December 3rd, 2010, 09:45 AM
December 3rd, 2010, 09:48 AM
Hmm. Well, I guess we all have different sets of ears. That's cool.
Originally Posted by jagor
I have the Improvise pour France Musique set, and I like it -- though I do like his trio and duo work best.
I agree with Tom; I think "witty" is an excellent description of his playing. And extremely inventive. Solal definitely comes across to me as unique -- not "cerebral" (in the pejorative sense) or and certainly not soul-less, but definitely different. And that's one of the things that I like about him.
I like Richie Beirach too -- and people sometimes accuse him of being excessive refined or "cerebral" but I don't hear that either.
But, like I said, we all hear things differently!
December 3rd, 2010, 12:10 PM
Agreeing to Disagree about Solal
For HutchFan, I'm glad that we agree to disagree about Martial Solal.

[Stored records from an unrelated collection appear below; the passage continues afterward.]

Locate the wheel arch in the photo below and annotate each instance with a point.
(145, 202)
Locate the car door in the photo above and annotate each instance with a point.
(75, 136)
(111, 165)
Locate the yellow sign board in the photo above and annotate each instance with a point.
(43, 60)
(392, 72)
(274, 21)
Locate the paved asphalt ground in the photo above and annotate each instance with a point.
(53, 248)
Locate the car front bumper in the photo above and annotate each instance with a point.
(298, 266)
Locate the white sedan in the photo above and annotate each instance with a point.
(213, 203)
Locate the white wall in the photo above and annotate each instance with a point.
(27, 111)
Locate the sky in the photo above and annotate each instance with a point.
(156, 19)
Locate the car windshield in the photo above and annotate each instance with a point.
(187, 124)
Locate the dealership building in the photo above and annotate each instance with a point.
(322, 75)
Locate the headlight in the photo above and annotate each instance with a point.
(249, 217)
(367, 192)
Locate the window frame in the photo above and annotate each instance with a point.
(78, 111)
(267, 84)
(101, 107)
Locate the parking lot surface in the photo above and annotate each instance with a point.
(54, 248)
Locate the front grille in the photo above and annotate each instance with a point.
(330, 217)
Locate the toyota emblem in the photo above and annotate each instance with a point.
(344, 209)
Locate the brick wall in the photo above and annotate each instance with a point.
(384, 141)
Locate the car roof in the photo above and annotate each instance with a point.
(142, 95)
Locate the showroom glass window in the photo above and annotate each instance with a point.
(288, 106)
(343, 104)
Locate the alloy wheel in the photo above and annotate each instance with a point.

But as for Beirach--now he's another one I can't stand! I got his Maybeck recital and liked it very much [it seems that nobody ever played badly at Maybeck]. Then I bought that thing he did about Antarctica because some reviewer had waxed rapturous about it and rated it ***** and I could hardly finish listening to it. It reminded me of a cat walking back and forth on the keyboard. If that's jazz, then I'm a monkey's uncle. Fortunately, I had only paid 5 euros for it in a cut-out bin and I was able to sell it for more than I paid for it.
For V1P, I'm glad that we agree.
For Tom K, I don't consider "blues clichés" to be a definition of good piano jazz, or any other jazz. See my nominees on the thread about "three favorite pianists." Each of my three was distinguished by a unique and instantly-recognizable style and none of them were noted for their "blues clichés."
August 23rd, 2012, 11:33 AM
Bumping this thread because Ted Panken has just published a fascinating "blindfold test" and interview with Martial Solal on his blog at http://tedpanken.wordpress.com/2012/...vieto-in-2009/
In the blindfold test, Solal bags on several pianists -- including Ellington (!), McCoy Tyner, and Ahmad Jamal. But I don't sense that he's doing it to be mean-spirited. He just doesn't mince words; if he doesn't like the recording, he's going to be straight-up about it.
I think the interview is even more interesting. Here's my favorite quote:
"In my music, I like a mixture of very modern and very traditional. I don’t like any art that forgets everything that happened before. Like when free jazz came, I was not against free jazz. I was against the idea of put everything away. Not Charlie Parker, not Louis Armstrong, this is zero. This I didn’t like. But I understood the movement. I understood it was necessary. But for me, the best way is to use everything which exists. I have been interested in contemporary music for years. I have played with different contemporary composers. But I don’t like people who refuse the past. I think the past is necessary for the future. That’s my idea."
I can hear that idea -- the new and the old together in a new way -- in Solal's music.